Contoh suvenir yang dapat Anda berikan antara lain payung, baju, topi, kalender, dan lain sebagainya. Anda juga dapat memberikan reward berupa servis gratis kepada pelanggan Setia.

8. Pembukuan

Pembukuan

Pembukuan merupakan salah satu aspek yang penting dalam membangun bisnis. Apalagi saat ini pembukuan sudah lebih mudah untuk dilakukan berkat bantuan aplikasi BukuWarung.

Aplikasi ini dapat digunakan untuk mencatat seluruh pemasukan dan pengeluaran dari usaha bengkel Anda. Selain itu, Anda juga dapat mencatat pelanggan yang belum membayar.

Istimewanya lagi, BukuWarung dapat mengirimkan pesan kepada pelanggan untuk segera melunasi utangnya secara otomatis. Unduh dan pasang aplikasi ini melalui Google Play store di ponsel Anda.

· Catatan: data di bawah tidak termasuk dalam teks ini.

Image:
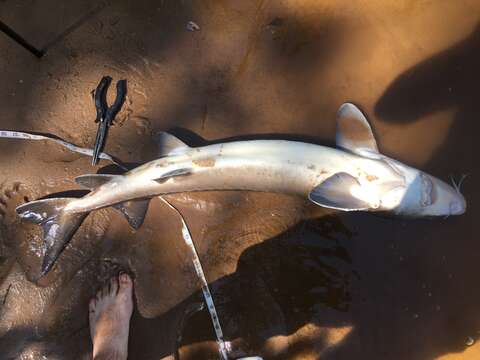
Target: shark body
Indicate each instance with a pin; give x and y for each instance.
(353, 177)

9. Menentukan Market Bengkel

Menentukan Market Bengkel

Hal terakhir yang tak boleh Anda lupakan yaitu menentukan market bengkel. Tentukan konsumen seperti apa yang yang ingin Anda targetkan.

Misalnya Anda hanya menangani beberapa jenis mobil tertentu. Temukan juga Apakah Anda ingin mendapatkan konsumen dari masyarakat umum atau dari perusahaan saja.

Langkah Anda selanjutnya dalam membangun bisnis sangat ditentukan oleh target pasar ini. Sehingga Anda harus menentukannya sedini mungkin.

Cara memulai usaha bengkel motor dan mobil di atas dapat Anda terapkan untuk membangun usaha yang sukses. Buatlah komitmen dengan diri Anda sendiri untuk menjalankan usaha dengan sungguh-sungguh. Selamat mencoba.